Web Scraping 10 min read

Building a Production CAPTCHA-Solving Scraping Pipeline

Architecture guide for building a production-grade web scraping pipeline with integrated CAPTCHA solving — queues, retries, proxy rotation, and monitoring.

Building a Production CAPTCHA-Solving Scraping Pipeline

Building a production CAPTCHA-solving scraping pipeline means moving beyond single-threaded scripts to a system that handles failures, scales horizontally, and solves CAPTCHAs without human intervention. A well-designed pipeline separates URL management, page fetching, CAPTCHA solving, and data storage into distinct layers, each with its own retry logic and monitoring.
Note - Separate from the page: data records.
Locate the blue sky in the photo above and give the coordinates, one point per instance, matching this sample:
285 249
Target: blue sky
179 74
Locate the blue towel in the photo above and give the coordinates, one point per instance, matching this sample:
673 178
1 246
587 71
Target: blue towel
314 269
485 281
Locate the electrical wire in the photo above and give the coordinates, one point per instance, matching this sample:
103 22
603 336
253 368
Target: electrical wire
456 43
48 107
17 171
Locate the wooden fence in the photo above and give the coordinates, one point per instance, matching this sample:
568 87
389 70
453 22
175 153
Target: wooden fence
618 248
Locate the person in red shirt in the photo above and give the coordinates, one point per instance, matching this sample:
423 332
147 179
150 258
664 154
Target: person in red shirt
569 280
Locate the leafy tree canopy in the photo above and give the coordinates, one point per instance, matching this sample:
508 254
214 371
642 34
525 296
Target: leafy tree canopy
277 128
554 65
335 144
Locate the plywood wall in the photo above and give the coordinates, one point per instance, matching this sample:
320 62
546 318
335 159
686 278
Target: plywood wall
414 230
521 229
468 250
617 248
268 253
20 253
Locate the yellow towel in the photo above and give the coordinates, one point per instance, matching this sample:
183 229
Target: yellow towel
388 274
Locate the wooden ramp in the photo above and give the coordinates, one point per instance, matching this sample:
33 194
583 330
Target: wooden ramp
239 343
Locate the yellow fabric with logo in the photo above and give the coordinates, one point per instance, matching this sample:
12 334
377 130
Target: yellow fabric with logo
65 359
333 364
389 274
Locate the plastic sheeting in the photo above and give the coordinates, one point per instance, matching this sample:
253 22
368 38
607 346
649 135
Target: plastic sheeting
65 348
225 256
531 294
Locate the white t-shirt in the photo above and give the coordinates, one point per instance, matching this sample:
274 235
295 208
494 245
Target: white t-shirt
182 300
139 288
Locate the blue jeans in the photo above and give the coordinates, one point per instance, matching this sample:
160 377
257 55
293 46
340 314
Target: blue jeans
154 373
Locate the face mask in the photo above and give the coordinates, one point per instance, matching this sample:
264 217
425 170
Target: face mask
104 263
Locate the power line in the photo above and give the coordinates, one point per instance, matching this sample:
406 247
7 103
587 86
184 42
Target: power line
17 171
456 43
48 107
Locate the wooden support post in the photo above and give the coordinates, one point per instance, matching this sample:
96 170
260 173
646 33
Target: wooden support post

This guide covers the architecture of a production-grade pipeline, from task queues to CAPTCHA solver integration to alerting. For foundational CAPTCHA handling concepts, see the complete web scraping with CAPTCHA solving guide.

Pipeline Architecture

A production scraping pipeline separates concerns into five layers:

┌─────────────┐     ┌──────────────┐     ┌─────────────────┐
│  URL Queue   │────▶│  Worker Pool  │────▶│  Data Storage    │
│  (Redis)     │     │  (Scrapers)   │     │  (PostgreSQL)    │
└─────────────┘     └──────┬───────┘     └─────────────────┘

                    ┌──────┴───────┐
                    │   Services    │
                    ├──────────────┤
                    │ CAPTCHA Solver│
                    │ Proxy Rotator │
                    │ Rate Limiter  │
                    └──────────────┘

                    ┌──────┴───────┐
                    │  Monitoring   │
                    │  & Alerting   │
                    └──────────────┘

Each component has a clear responsibility:

  • URL Queue holds pending scrape jobs with metadata (priority, retry count, assigned proxy).
  • Worker Pool pulls jobs, fetches pages, and routes CAPTCHAs to the solver.
  • CAPTCHA Solver communicates with the solving API and manages task polling.
  • Proxy Rotator assigns proxies, tracks health, and removes failing IPs.
  • Data Storage persists scraped data and job status.
  • Monitoring tracks metrics and alerts on anomalies.

The Task Queue

Redis is the most common choice for scraping queues because it’s fast, supports sorted sets for priority ordering, and has built-in pub/sub for worker coordination.

import json
import redis

class ScrapeQueue:
    def __init__(self, redis_url: str = "redis://localhost:6379"):
        self.redis = redis.from_url(redis_url)
        self.queue_key = "scrape:queue"
        self.processing_key = "scrape:processing"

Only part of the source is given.